A Year of Civil Conversations Religious Leader Reflections: "Strong Back. Soft Front. Wild Heart" and Humble Spirit | by The Very Rev. Judith A. Sullivan

How can we fulfill our biologically hardwired desire for belonging and restore our intrinsic human connection at a time when we are so deeply polarized by political differences? In her latest book, Braving the Wilderness, social scientist Brene Brown, PhD, LMSW, explores the pain and fear that has driven so many to the “ideological bunkers” that are centered around a common hatred of the same people. While these groups are tribal in nature, Brown asserts that they do not meet our shared human need to be part of something greater than ourselves and have only contributed to a deepening spiritual crisis of loneliness and isolation.  

A little more than a year ago, in a conversation interestingly entitled “Strong Back, Soft Front, Wild Heart,” Brene Brown and Krista Tippett discussed how we might, with integrity and authenticity, move beyond divisive antipathy and recover a sense of true belonging.  Brown asserts that this movement to satisfy our deep longing for genuine connection “doesn’t require us to change who we are. It requires us to be who we are.” She identifies true belonging as a “spiritual practice of believing in ourselves and belonging to ourselves so fully” that we can appreciate the “sacredness” of being part of a meaningful group.  At the same time, we can also possess the strength and courage to risk standing alone, apart from the group, when it becomes necessary to speak important truth. 

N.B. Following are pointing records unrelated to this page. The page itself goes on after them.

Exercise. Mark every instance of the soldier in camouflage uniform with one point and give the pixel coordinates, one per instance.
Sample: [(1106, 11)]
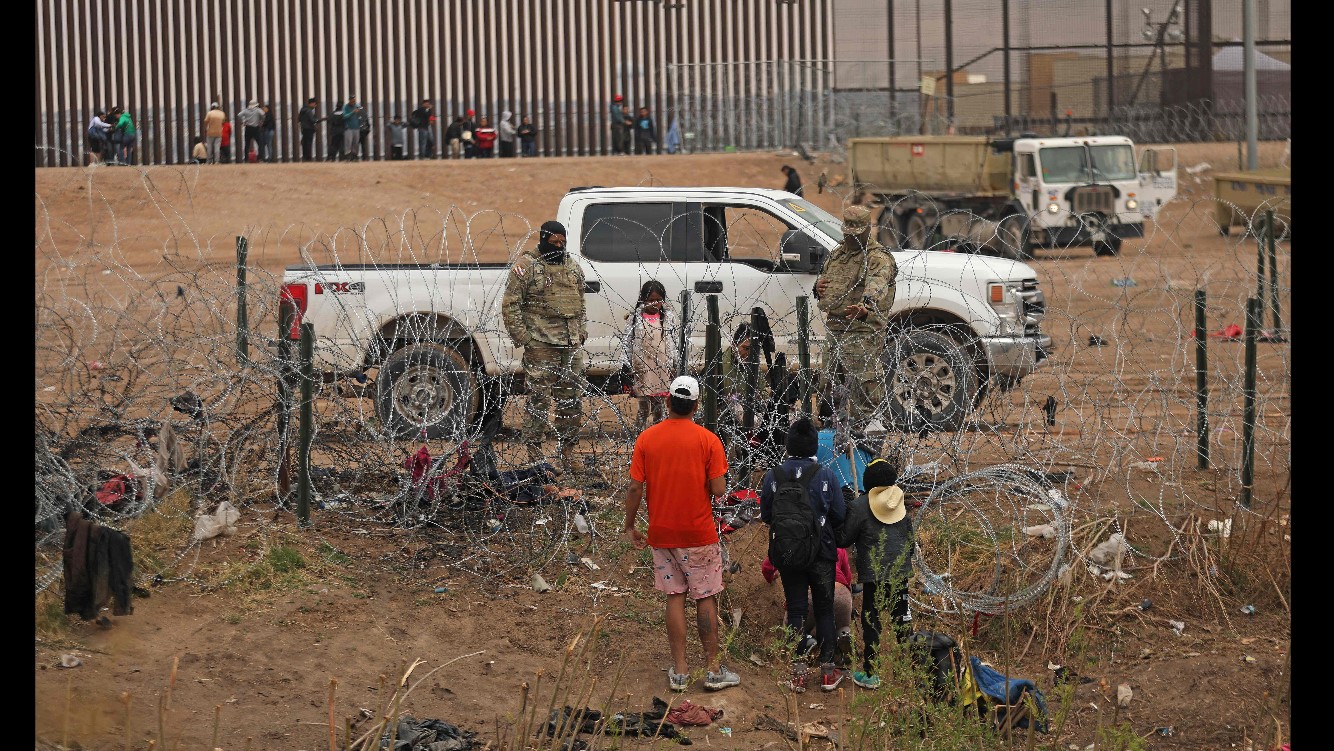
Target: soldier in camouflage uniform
[(544, 314), (855, 291)]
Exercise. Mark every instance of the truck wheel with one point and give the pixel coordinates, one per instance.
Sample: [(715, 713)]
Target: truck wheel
[(1109, 246), (1013, 238), (426, 391), (931, 382), (917, 235)]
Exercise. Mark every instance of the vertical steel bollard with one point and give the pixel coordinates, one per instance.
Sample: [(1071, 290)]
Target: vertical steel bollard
[(713, 364), (1201, 384), (242, 315), (303, 448), (286, 316), (683, 342), (1273, 276), (803, 352), (1253, 314)]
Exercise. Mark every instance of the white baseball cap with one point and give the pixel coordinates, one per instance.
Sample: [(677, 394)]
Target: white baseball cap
[(685, 387)]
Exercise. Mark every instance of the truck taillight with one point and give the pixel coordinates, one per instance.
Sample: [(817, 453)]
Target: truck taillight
[(295, 295)]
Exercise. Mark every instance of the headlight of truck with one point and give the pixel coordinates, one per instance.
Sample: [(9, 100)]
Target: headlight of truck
[(1009, 307)]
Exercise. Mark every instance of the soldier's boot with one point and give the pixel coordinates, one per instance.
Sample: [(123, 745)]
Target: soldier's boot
[(535, 455)]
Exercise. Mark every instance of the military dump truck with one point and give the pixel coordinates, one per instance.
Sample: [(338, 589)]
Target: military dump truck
[(1245, 196), (1009, 196)]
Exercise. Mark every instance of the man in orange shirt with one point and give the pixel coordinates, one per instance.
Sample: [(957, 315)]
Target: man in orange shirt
[(683, 466)]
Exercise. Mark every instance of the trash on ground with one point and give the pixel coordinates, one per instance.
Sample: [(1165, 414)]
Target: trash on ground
[(1123, 695)]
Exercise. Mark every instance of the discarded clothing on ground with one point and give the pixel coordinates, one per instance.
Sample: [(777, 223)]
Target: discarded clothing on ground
[(98, 567), (686, 712), (428, 735)]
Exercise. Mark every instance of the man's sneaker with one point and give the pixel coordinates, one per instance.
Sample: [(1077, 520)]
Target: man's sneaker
[(843, 647), (722, 679), (678, 680), (866, 680), (799, 678), (831, 676), (805, 646)]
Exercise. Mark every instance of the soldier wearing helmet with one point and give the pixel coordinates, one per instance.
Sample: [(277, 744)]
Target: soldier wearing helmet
[(855, 291)]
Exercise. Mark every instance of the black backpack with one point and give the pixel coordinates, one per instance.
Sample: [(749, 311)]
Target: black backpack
[(794, 531), (942, 659)]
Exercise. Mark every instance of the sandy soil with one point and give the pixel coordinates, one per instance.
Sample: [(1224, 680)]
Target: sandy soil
[(260, 663)]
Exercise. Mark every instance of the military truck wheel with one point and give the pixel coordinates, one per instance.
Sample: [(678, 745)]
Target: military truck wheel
[(917, 235), (931, 382), (1013, 238), (426, 391)]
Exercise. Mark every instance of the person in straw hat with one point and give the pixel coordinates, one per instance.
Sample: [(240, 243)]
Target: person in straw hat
[(879, 528)]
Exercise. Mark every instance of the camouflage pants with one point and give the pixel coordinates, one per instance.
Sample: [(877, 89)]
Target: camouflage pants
[(854, 366), (554, 374)]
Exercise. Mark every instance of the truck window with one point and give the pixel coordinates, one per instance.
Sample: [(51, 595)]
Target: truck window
[(627, 232), (1026, 166)]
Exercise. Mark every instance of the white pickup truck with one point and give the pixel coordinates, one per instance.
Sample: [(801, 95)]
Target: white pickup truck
[(434, 338)]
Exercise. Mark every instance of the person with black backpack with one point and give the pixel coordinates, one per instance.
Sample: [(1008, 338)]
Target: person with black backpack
[(802, 503)]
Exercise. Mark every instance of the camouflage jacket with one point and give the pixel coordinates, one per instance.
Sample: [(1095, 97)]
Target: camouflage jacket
[(543, 303), (857, 278)]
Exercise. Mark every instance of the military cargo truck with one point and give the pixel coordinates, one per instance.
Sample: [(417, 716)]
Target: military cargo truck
[(1009, 196)]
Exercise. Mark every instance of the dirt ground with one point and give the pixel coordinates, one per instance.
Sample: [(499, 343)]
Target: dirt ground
[(195, 668)]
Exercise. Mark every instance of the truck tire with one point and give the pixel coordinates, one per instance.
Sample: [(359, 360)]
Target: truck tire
[(426, 391), (931, 382), (1013, 238), (917, 234)]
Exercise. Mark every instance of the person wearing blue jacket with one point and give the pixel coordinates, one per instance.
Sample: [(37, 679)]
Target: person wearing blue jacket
[(830, 511)]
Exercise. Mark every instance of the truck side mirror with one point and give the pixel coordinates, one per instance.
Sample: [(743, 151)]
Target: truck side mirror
[(799, 252)]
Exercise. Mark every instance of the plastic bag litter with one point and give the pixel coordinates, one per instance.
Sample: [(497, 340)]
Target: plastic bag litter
[(220, 522)]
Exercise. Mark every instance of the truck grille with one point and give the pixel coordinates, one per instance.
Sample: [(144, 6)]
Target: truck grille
[(1094, 199), (1034, 307)]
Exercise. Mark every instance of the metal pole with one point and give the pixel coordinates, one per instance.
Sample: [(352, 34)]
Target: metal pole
[(889, 16), (303, 446), (803, 351), (286, 316), (1249, 71), (683, 342), (242, 323), (1253, 312), (1005, 44), (1273, 275), (713, 363), (949, 63), (1201, 384), (1111, 68)]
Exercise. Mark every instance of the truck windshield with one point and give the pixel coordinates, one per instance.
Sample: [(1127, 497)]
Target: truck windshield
[(1083, 164), (811, 214)]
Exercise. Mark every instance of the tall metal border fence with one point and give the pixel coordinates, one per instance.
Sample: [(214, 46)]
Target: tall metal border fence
[(559, 63)]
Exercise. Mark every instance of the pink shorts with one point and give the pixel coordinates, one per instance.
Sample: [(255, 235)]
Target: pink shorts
[(695, 570)]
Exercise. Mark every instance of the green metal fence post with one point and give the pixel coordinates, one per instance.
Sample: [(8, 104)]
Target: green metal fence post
[(1253, 314), (1201, 384), (713, 363), (803, 352), (303, 448), (242, 315)]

What is required, in Brown’s assessment is a “soft front” to overcome our fear of being vulnerable with someone with whom we disagree. “People are hard to hate close up,” she says, so be curious and move closer.  Ask questions, she advises, especially this one, “How am I connected to you in a way that is bigger and more primal than our politics?” The “strong back” is needed to speak our own truth without dehumanizing or degrading truth understood by others.  The” wild heart” is requisite for the courage to hold the tensions inherent in these conversations with the loving determination to listen with the same respect that we would seek for ourselves.  And finally, Brown advises that we “Hold Hands. With Strangers” by finding opportunities for the sharing of common joys and sorrows because while our intrinsic connections may be forgotten, they can never be severed. 

It is often said in my tradition that we cannot be Episcopalians alone.  We understand that the human desire for belonging is far deeper than biology.  We hold that the human family is made in the image of the Creator and is inextricably bound together in God’s intention for the world.  In our shared heritage, we all receive glimmers of God’s truth, capacity to love and be loved, and ability to think and reflect upon our experience. Because we are human, however, and our perceptions are limited and shadowed by self-interest, we can only know and see imperfectly.  We humbly need the insights of one another to discern truth more fully and to come to know God and who we are.  As we consider Brene Brown’s deeply compassionate recommendations for repairing the breaches that exist among us, I would add just this: May we adopt a posture of deep humility about the truths that we claim and assert as our own, and a healthy reverence for each holy encounter with each fellow child of God who challenges and expands both our evolving sense of belonging and our hope of God’s dream for a world of mutual respect, justice, and mercy.  May it be so.